VCT is the primary contributor: VCT alone reduces average gap from 10.78% to 2.41% (a 78% reduction), with MEM further improving it to 1.86%.
MEM alone has limited effect (8.95% vs. 10.78%), but consistently improves performance across all constraint ranges when combined with VCT.
In the \(C=300\)–\(500\) range, the proposed method achieves gaps below 1%, approaching HGS solver quality.
Generality of the approach: The same methodology successfully applies to POMO + CVRPTW, reducing average gap from 19.58% to 11.58%.
Overfitting is more severe under tight constraints — AM reaches a gap of 45.16% at \(C=10\).

Highlights & Insights¶

Depth of problem diagnosis: Beyond identifying the overfitting phenomenon, the paper explains its root cause through controlled experiments with OVRP and TSP — different constraint tightness levels fundamentally correspond to different optimization problems.
Simplicity and efficiency of the method: VCT merely changes the training data sampling strategy (zero additional computation); MEM only appends a few attention layers to the decoder tail (minimal parameter overhead), yet both yield significant improvements.
Hard-routing design choice: Compared to soft mixture-of-experts with its computational overhead and training instability, one-hot hard-routing is straightforward and sufficiently effective.
Slight regression at \(C=50\)/\(100\) indicates that VCT trades per-point accuracy for broader strategy coverage, which is a reasonable tradeoff.

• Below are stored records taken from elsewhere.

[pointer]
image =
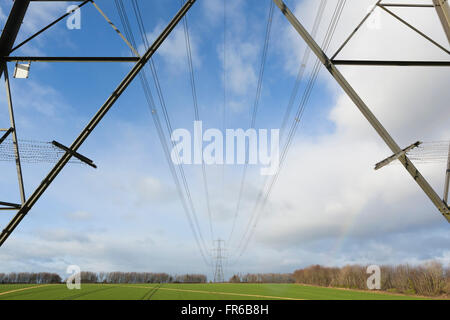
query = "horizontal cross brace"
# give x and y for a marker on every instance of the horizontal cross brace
(394, 157)
(75, 154)
(5, 135)
(392, 63)
(10, 205)
(72, 59)
(406, 5)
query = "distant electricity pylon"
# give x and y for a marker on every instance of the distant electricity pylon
(7, 48)
(219, 257)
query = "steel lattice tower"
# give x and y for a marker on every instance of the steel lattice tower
(218, 273)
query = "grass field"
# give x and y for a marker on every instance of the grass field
(188, 292)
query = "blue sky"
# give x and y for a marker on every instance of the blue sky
(328, 206)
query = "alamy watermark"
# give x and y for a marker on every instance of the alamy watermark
(374, 281)
(74, 19)
(74, 280)
(254, 147)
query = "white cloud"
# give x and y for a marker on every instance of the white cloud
(328, 188)
(173, 50)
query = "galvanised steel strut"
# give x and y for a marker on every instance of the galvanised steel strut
(26, 207)
(337, 75)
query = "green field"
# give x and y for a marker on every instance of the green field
(223, 291)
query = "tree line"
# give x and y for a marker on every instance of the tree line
(27, 277)
(429, 279)
(262, 278)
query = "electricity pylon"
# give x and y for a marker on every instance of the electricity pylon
(219, 257)
(331, 64)
(7, 40)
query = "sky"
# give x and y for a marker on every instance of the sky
(328, 206)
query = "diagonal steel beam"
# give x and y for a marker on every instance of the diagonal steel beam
(48, 26)
(14, 133)
(353, 95)
(414, 29)
(12, 28)
(93, 123)
(443, 11)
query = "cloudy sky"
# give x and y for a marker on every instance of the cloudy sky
(328, 206)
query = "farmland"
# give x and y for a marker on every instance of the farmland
(222, 291)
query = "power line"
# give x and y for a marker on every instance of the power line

Limitations & Future Work¶

VCT employs uniform sampling; adaptive sampling (e.g., adjusting sampling frequency based on current performance at each tightness level) may yield further improvements.
Hard routing in MEM may cause knowledge isolation between experts; soft routing or shared-representation approaches are worth exploring.
Performance at \(C=50\)/\(100\) is slightly below dedicated baselines, suggesting the method is best suited for "one model covers all" scenarios.
Only CVRP and CVRPTW are evaluated; applicability to other constrained combinatorial optimization problems such as scheduling and bin packing remains to be verified.

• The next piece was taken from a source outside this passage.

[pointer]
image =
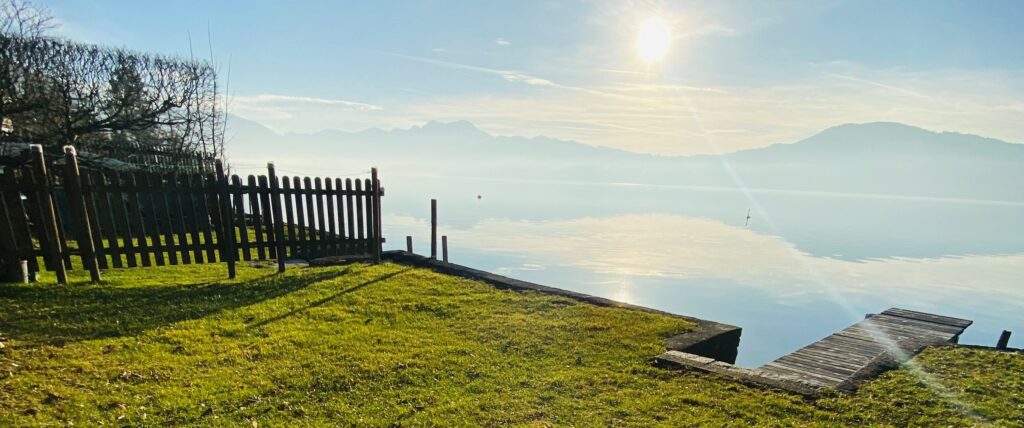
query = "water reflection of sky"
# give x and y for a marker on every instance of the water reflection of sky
(824, 261)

Compared to MVMoE (mixture-of-experts for diverse VRPs), the proposed MEM is simpler (hard routing vs. learnable gating) and specifically targets the constraint tightness dimension.
Complementary to NCO generalization research (e.g., INViT): INViT addresses generalization across problem scales, while this work addresses generalization across constraint values.
Insight: The NCO community should pay greater attention to the distributional coverage of training data; fixed constraint settings may constitute a pervasive and underappreciated pitfall.

Rating¶

Novelty: ⭐⭐⭐⭐ — In-depth problem diagnosis; method is simple yet effective.
Experimental Thoroughness: ⭐⭐⭐⭐⭐ — Comprehensive comparisons (9 NCO methods × 7 capacity levels), clear ablations, and CVRPTW extension for validation.
Writing Quality: ⭐⭐⭐⭐ — Clear structure with rigorous experimental design and analysis.
Value: ⭐⭐⭐⭐ — Exposes a systematically overlooked issue in NCO training; solution is simple and practical.